Tuesday, October 9, 2018 11:23 AM
The disks in Azure will always have a Logical Unit Number(LUN) associated with.
Remote to your Azure VM and do the below PowerShell command
get-disk | format-list number, path
Then,
get-AzureRmVm -ResourceGroupName yourResourceGroupName -Name yourVmName
It will give the data disks and their properties, including the LUN number.
See this solution for reference
JAYENDRAN
Tuesday, October 9, 2018 1:39 PM
Hi WolfStar76,
We don't have any straight forward way to see the mapping between Windows internal disks and the same external Azure disk.
But we have a way to map with LUN Numbers.
In azure console, go to Disks under your VM. First column in data disks shows the LUN Numbers.
Same can be found from Windows Server as well.
Go to "Device manager" and expand the "Disk Drives".
Mostly all the "Microsoft Virtual Disk" are data disks.
Right click on one of them and go to the properties.
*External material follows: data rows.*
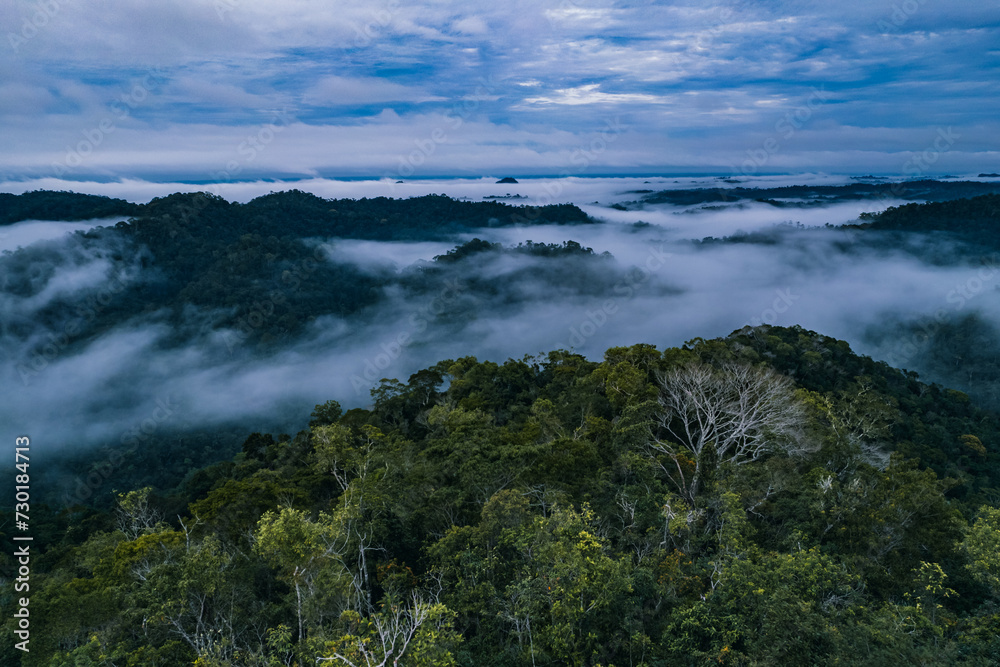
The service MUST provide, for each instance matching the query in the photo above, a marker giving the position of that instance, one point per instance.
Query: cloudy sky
(225, 90)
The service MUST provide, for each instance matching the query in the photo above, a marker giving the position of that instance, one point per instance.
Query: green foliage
(495, 514)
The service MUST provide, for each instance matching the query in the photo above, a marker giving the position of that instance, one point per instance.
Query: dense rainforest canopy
(769, 498)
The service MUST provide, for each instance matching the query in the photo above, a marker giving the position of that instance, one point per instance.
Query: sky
(229, 90)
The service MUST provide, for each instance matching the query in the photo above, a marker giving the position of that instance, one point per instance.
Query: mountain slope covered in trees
(768, 498)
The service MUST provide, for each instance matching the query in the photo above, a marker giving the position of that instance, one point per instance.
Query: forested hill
(288, 213)
(976, 220)
(48, 205)
(823, 195)
(768, 498)
(225, 259)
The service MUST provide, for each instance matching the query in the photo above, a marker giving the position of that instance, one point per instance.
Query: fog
(70, 392)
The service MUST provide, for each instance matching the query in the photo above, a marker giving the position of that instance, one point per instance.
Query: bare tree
(710, 416)
(391, 635)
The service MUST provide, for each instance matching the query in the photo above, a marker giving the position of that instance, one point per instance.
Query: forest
(767, 498)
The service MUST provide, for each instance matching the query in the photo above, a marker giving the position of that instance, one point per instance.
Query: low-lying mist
(654, 276)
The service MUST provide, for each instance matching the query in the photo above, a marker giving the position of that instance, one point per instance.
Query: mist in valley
(658, 274)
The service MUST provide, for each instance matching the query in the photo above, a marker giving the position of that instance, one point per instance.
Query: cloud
(360, 91)
(659, 288)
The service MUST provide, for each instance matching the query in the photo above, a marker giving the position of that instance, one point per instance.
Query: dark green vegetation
(765, 499)
(975, 220)
(819, 195)
(68, 206)
(239, 262)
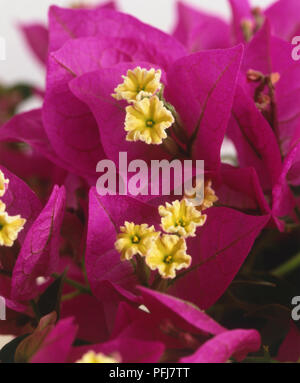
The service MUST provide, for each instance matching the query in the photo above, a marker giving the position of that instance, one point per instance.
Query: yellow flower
(147, 121)
(3, 183)
(138, 83)
(9, 227)
(168, 255)
(181, 218)
(135, 239)
(209, 196)
(92, 357)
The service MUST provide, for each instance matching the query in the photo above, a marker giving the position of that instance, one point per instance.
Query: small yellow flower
(135, 239)
(92, 357)
(181, 218)
(3, 183)
(168, 255)
(138, 83)
(9, 227)
(209, 196)
(147, 121)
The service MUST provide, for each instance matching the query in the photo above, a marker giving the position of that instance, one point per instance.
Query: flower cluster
(135, 278)
(165, 253)
(10, 226)
(147, 119)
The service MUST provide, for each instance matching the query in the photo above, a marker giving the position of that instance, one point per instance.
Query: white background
(20, 65)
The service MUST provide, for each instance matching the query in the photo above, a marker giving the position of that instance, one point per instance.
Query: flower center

You can find the LUN number in the Location.
Then go to the volumes tab on the same window and click on populate.
This process will load the disk number as shown below.
Then you can map that disk number with the disks numbers from the server manager. In our example disk number is 2.
So Disk number 2 from Windows server maps to LUN number 0 on Azure Data disk.
Try this solution and let me know.
Generally Number of data disks (LUN) will be equal to the number of "Microsoft Virtual Disk" in device manager. In your case you have an extra data disk which is not showing under Disks.
Also taking a backup is recommended before performing delete operation.